AH: In an email phishing attack, an attacker represents itself as a person or group that you trust, like Paypal or Google. Then you download a file or click a link, and the software will exploit a vulnerability in your computer.
This can also be links posted in other places, too - like social media sites, or search results. The page you end up at exploits a weakness in your browser or your operating system, and installs the ransomware.
3. How do these attacks work?
AH: You’ll turn on your computer and be locked out, and see a message asking you for money to deactivate the software and give you access to your computer. The amounts van be very low – on average, $100 is the unlock ‘cost’. These hackers work on high volume, asking for an amount low enough that it’ll hit your wallet, but you’re unlikely to refuse.
4. How can users protect their systems from ransomware?

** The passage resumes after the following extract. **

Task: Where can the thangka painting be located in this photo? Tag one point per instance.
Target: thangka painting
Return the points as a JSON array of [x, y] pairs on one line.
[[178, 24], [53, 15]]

AH: This is a case where your best bet is proactive care. Make sure that you’re using the latest operating system, the latest browser, and you’re updating your security and antivirus programs.
In the case of websites, managed hosting is a way to protect your website. This means that your web host maintains your security and backups (Like ATAK’s hosting partner, Zerolag), so that you can leave your security and data to the experts.
Ransomware Takeaways for Small Business
What surprised us most on this call with Aramis was the prevalence of ransomware attacks they see in their support operations. High-profile ransomware attacks give the impression you’re safe if you aren’t a big business, but that is definitely not the case.
The biggest difficulty when it comes to ransomware is that nobody wants to think they’re vulnerable – and nobody wants to admit they were attacked. This is what the hackers are really banking on. Embarrassed computer owners will pay the ransom in order to avoid admitting they were hacked in public.
Recently, the podcast Reply All did an episode about this dimension of phishing attacks, called “What Kind of Idiot Gets Phished?”. After a host’s question about phishing is taken as a personal slight by one of his colleagues, the hosts experiment with phishing, and discover how easy it can be to fall for it, and how personal that deception can feel.
The personal dimension to ransomware is why it’s critical to have IT help that you can trust, before you find yourself wanting to hide an embarrassing situation.
The second interesting point in what Aramis told us was how often a phishing attack is a link, instead of a file. It often feels harmless to click a link in an email that’s unusual, or an email that you open while in a rush. This mistake can really hit you in the wallet.
Using an extra layer of browser security can help defend your accounts from phishing attacks. Enabling your firewall’s browser protections, and using a Chrome extension like Google’s Password Alert can keep your passwords safe.
The last line of defense, though, is personal judgment and patience. When you’re sent a link you aren’t sure about, investigate before you click it. Learn to identify common phishing URL tricks that are used to make a scam URL look legit:
- Unicode tricks, like using Cyrillic characters to make a URL look like it belongs to another company: аррӏе.com is using cyrillic characters to look like apple.com - the second URL is the real one!
- Fake URLs in an email. The typed link looks valid, like “google.com”, but if you hover over the link, you can see that the website you’re actually being sent to is something else.
- Misleading URLs in an email. This was how the Gimlet Media team fell for a phishing attack in the podcast episode linked above. “Gimlet” and “Girnlet” look similar enough to work.
- Fake login pages. These are very popular. Be very wary about giving your login details for Google, Dropbox, and banking sites on pages you were linked to in an email or IM. When in doubt, type in the address of the real thing to log in.